Tuesday’s heavy rains in Williams Lake caused damage to the switchback on Frizzi Road that goes down into the River Valley resulting in the road being closed.
Last winter the city wanted to close the road because of safety concerns, but after residents who live on Moore Mountain complained, the city left the road open for people to use at their own risk.
“It took that one rain fall on Tuesday that was high intensity and short duration to basically destroy the road,” said the city’s director of municipal services Gary Muraca Thursday. “I just finished walking the entirety of the road and there are washouts everywhere and it’s basically impassable. It’s channelled all the way down from the top, even exposing old car bodies and things like that.”

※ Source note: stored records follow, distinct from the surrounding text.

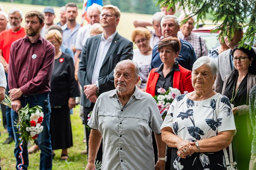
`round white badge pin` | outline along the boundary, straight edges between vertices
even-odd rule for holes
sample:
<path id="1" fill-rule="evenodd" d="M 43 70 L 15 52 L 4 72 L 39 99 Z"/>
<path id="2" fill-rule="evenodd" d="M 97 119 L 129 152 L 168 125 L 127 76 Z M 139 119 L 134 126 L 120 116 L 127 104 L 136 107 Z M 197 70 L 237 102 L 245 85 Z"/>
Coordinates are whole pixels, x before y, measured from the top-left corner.
<path id="1" fill-rule="evenodd" d="M 36 57 L 37 57 L 36 54 L 34 54 L 32 55 L 32 59 L 36 59 Z"/>

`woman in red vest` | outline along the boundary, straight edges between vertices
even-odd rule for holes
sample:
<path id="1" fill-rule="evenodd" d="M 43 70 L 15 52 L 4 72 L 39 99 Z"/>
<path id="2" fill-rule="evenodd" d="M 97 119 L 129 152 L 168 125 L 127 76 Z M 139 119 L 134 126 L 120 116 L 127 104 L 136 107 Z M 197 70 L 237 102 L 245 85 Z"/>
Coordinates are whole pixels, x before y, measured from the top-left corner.
<path id="1" fill-rule="evenodd" d="M 179 57 L 181 45 L 176 38 L 163 39 L 158 45 L 160 58 L 163 63 L 158 68 L 152 69 L 149 73 L 146 92 L 153 96 L 158 94 L 157 89 L 162 87 L 167 91 L 169 87 L 177 88 L 181 94 L 184 91 L 194 90 L 191 80 L 191 71 L 181 67 L 176 60 Z M 157 160 L 157 148 L 154 135 L 152 135 L 155 162 Z M 172 148 L 167 147 L 166 169 L 171 168 Z"/>
<path id="2" fill-rule="evenodd" d="M 180 42 L 176 38 L 163 39 L 158 45 L 160 58 L 163 63 L 149 73 L 146 92 L 153 96 L 158 95 L 157 89 L 162 87 L 166 90 L 169 87 L 177 88 L 181 94 L 194 89 L 191 81 L 191 71 L 182 67 L 176 60 L 179 57 Z"/>

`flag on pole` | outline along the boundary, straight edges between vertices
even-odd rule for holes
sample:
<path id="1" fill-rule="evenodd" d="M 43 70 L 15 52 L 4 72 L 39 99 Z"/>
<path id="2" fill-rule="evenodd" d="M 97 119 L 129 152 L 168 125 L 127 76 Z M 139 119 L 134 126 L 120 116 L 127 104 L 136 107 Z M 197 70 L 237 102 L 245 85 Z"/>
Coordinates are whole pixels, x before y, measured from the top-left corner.
<path id="1" fill-rule="evenodd" d="M 83 5 L 83 14 L 82 14 L 82 20 L 81 26 L 83 26 L 84 20 L 84 19 L 89 22 L 89 19 L 87 17 L 87 8 L 93 3 L 97 4 L 102 6 L 102 0 L 84 0 L 84 4 Z"/>

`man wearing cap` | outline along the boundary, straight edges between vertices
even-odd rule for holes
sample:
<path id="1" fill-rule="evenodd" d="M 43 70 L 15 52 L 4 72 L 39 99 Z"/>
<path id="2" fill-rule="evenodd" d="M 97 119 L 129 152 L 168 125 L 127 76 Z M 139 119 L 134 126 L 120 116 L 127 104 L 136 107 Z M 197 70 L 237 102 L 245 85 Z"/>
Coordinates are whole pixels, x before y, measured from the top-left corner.
<path id="1" fill-rule="evenodd" d="M 51 6 L 47 6 L 44 10 L 44 25 L 41 30 L 40 34 L 43 38 L 44 38 L 47 32 L 47 29 L 53 25 L 53 20 L 55 18 L 53 8 Z"/>

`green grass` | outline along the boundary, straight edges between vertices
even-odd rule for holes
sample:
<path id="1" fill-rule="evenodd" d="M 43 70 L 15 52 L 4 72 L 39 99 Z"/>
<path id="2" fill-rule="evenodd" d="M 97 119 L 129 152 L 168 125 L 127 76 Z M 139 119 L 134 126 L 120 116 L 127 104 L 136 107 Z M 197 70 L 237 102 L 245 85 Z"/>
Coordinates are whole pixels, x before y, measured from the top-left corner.
<path id="1" fill-rule="evenodd" d="M 73 145 L 68 150 L 69 158 L 67 163 L 60 160 L 61 150 L 55 151 L 55 156 L 52 160 L 53 170 L 76 169 L 84 170 L 87 163 L 86 155 L 81 155 L 80 152 L 85 149 L 85 144 L 83 143 L 84 137 L 84 125 L 79 116 L 79 106 L 76 106 L 74 110 L 74 114 L 71 115 L 71 124 L 73 137 Z M 1 114 L 1 118 L 2 114 Z M 14 169 L 16 164 L 13 151 L 15 143 L 9 145 L 2 144 L 8 137 L 7 132 L 4 133 L 4 130 L 1 124 L 0 126 L 0 157 L 1 158 L 1 167 L 3 170 Z M 29 169 L 39 169 L 40 152 L 29 155 Z"/>

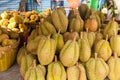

Permanent barricades are in place at both ends of the road and the city has no intention of opening the road, Muraca said.
“As the road authority we have to err on the side of caution,” he said, noting the road needs a lot of engineering and reconstruction before the city could even think about opening it.
Visitors to the River Valley are welcome to park at the Comer Street entrance.
“When using the River Valley, please remain on the road or on posted trails in order to avoid trespassing on private property. ATVs and dirt bikes are not permitted in the River Valley Recreation Sites,” the city stated in a notice on its website. “When using the Comer Street access, please use extra caution. In addition to public works vehicles, the Comer access route is now used by the rural residents and resource license holders in the River Valley.”
The city is working with provincial resource staff to identify a safer access route to the river valley, Muraca added.
Another area of the city impacted on Tuesday was the storm water infrastructure on Soda Creek Road near West Fraser and Tolko.
“The system was performing but it just couldn’t take it away fast enough,” Muraca said. “We had some flooding out on the tracks so we stayed late on July 12 to clean up and remove the debris.”
There was no damage, but the railway tracks had to be closed for a few hours.
“The tracks actually looked like they were floating,” Muraca added.